Entre las muchas locuras de estos meses de locura una de las más destacadas es la del lenguaje. Desde que el día 10 de marzo la situación se le complicó al gobierno definitivamente, y hasta ahora, una de las soluciones más bizarras que el presidente y sus asesores se han sacado de la manga ha sido la de reinventarse la manera de hablar.

No es nada nuevo. Hace años que la política se aferra al lenguaje para no reconocer su ausencia de soluciones y se inventa extrañas maneras de no llamar a las cosas por su nombre. No les voy a poner ejemplos, hagan ustedes el ejercicio de rebuscar denominaciones nuevas para realidades antiguas y se sorprenderán. Hace años que esto existe, pero debo confesar que la capacidad de Pedro Sánchez para reinventar la realidad a fuerza de reventar el lenguaje es única. Lo empezó a demostrar pronto, cuando a las peores cifras del partido socialista en unas elecciones generales, el 26 de junio de 2016, las tildó de «resultado histórico», y a partir de ahí se fue viniendo arriba con una capacidad admirable.

Para que mis amigos socialistas no se me enfaden, me apresuraré a decir que este pecado del lenguaje huero lo cometen también el resto de los políticos activos, pero me admitirán estos amigos que los dioses dotan a unos de virtudes que no nos dan a otros y a Pedro Sánchez le han dotado de una capacidad infinita de hablar sin decir nada a base de un vocabulario formado por tres tipos de palabras: vacías, inventadas e inevitables, entendiendo por estas últimas las preposiciones, las conjunciones y los adverbios terminados en mente.

Orwell entra en escena
Cuando el personal se desespera ante este maremágnum de lenguaje político perfectamente degradado, se suele acudir a Orwell y a la neolengua descrita en su novela 1984. El recurso a Orwell no es descabellado: le dedicó muchas páginas a poner en evidencia el deterioro del lenguaje en la política (¡ya entonces!) y se han citado millones de veces sus seis reglas para escribir claro que, si nos las aplicáramos, nos dejarían a todos tan mudos como ágrafos. Pero es un error acudir a 1984 para buscar equivalencias con la situación actual. La neolengua que Orwell ideó para su distopía arrancaba de un principio esencial: lo que no se puede decir, no puede ser pensado; por tanto, bastaría con eliminar palabras para hacer desaparecer lo que esa realidad representa. Así, eliminando palabras como libertad, democracia o justicia, por ejemplo, cualquier dictadorzuelo que se precie tendría la vida resuelta.

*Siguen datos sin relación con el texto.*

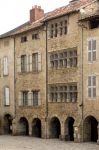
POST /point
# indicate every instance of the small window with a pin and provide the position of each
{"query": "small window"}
(35, 36)
(25, 98)
(92, 50)
(23, 63)
(92, 86)
(5, 66)
(35, 61)
(94, 23)
(52, 31)
(6, 96)
(23, 39)
(35, 98)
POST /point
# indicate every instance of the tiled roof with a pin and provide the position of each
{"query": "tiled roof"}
(70, 8)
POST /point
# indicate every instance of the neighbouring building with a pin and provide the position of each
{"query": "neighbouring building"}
(53, 62)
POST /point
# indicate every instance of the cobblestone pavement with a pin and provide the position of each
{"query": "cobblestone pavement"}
(30, 143)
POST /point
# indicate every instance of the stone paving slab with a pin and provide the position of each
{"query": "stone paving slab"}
(30, 143)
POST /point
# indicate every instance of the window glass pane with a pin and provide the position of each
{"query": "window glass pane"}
(89, 56)
(94, 80)
(94, 92)
(89, 81)
(94, 55)
(89, 92)
(93, 44)
(89, 45)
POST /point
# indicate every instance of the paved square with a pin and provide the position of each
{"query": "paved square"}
(30, 143)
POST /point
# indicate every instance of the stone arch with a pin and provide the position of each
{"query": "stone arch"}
(23, 126)
(36, 127)
(8, 124)
(90, 129)
(69, 129)
(55, 128)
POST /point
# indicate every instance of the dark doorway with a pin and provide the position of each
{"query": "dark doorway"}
(36, 128)
(90, 129)
(23, 126)
(55, 128)
(69, 129)
(7, 124)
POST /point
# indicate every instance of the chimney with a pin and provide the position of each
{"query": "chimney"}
(36, 13)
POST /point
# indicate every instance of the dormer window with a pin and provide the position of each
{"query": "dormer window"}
(94, 23)
(35, 36)
(23, 39)
(58, 29)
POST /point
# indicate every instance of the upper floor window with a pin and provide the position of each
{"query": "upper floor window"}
(63, 93)
(92, 50)
(92, 86)
(6, 96)
(5, 66)
(27, 98)
(23, 63)
(35, 62)
(29, 63)
(35, 36)
(59, 28)
(23, 39)
(94, 23)
(63, 59)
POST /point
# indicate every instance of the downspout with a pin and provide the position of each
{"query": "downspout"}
(82, 104)
(46, 76)
(14, 83)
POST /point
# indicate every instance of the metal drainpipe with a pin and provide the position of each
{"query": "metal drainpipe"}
(82, 80)
(46, 77)
(14, 81)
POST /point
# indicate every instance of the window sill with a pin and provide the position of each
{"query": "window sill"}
(63, 102)
(66, 68)
(32, 72)
(30, 106)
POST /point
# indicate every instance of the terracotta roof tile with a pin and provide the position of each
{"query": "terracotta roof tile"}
(70, 8)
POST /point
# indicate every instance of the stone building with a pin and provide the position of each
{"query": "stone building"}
(55, 67)
(7, 103)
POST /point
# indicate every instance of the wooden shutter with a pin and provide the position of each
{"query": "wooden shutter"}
(27, 63)
(7, 96)
(30, 63)
(94, 50)
(0, 67)
(30, 98)
(18, 64)
(20, 99)
(89, 51)
(39, 61)
(5, 62)
(39, 98)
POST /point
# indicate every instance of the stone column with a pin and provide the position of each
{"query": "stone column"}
(98, 134)
(30, 129)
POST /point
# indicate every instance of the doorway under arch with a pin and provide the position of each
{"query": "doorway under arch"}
(69, 129)
(8, 124)
(23, 126)
(36, 128)
(90, 129)
(55, 128)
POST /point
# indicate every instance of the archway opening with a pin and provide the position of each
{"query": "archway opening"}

Orwell estaba muy obsesionado con el modo obsceno con que se utiliza el lenguaje en el mundo de la política y el periodismo, y pensaba, a la vista de las amenazas que se cernían sobre su mundo (la novela está escrita en unos inquietantes años posbélicos, cuando la guerra fría está empezando a plasmarse) que la fuerza bruta de Stalin era el mejor modelo para plasmar los riesgos de las democracias.

Pero en esto (solo en esto, porque en otras muchas cosas fue un precursor), Orwell se equivocaba. El mejor modo de desvirtuar la realidad es, muy al contrario de lo que persigue el Ministerio de la Verdad, llenarla de palabras vacías, convertirla en un enorme tapiz de conceptos hueros, de locuciones inventadas, de pretendidas ingeniosidades, de manera que uno termina por no saber a qué nos estamos refiriendo ni de qué va el tema que se nos propone.

Pedro Sánchez -y sus adláteres, que no le van a la zaga- es un genio en esta nueva neolengua, opuesta a la del Gran Hermano, y perfectamente adecuada a la nueva normalidad con la que, según él, vamos a encontrarnos a la vuelta de la esquina.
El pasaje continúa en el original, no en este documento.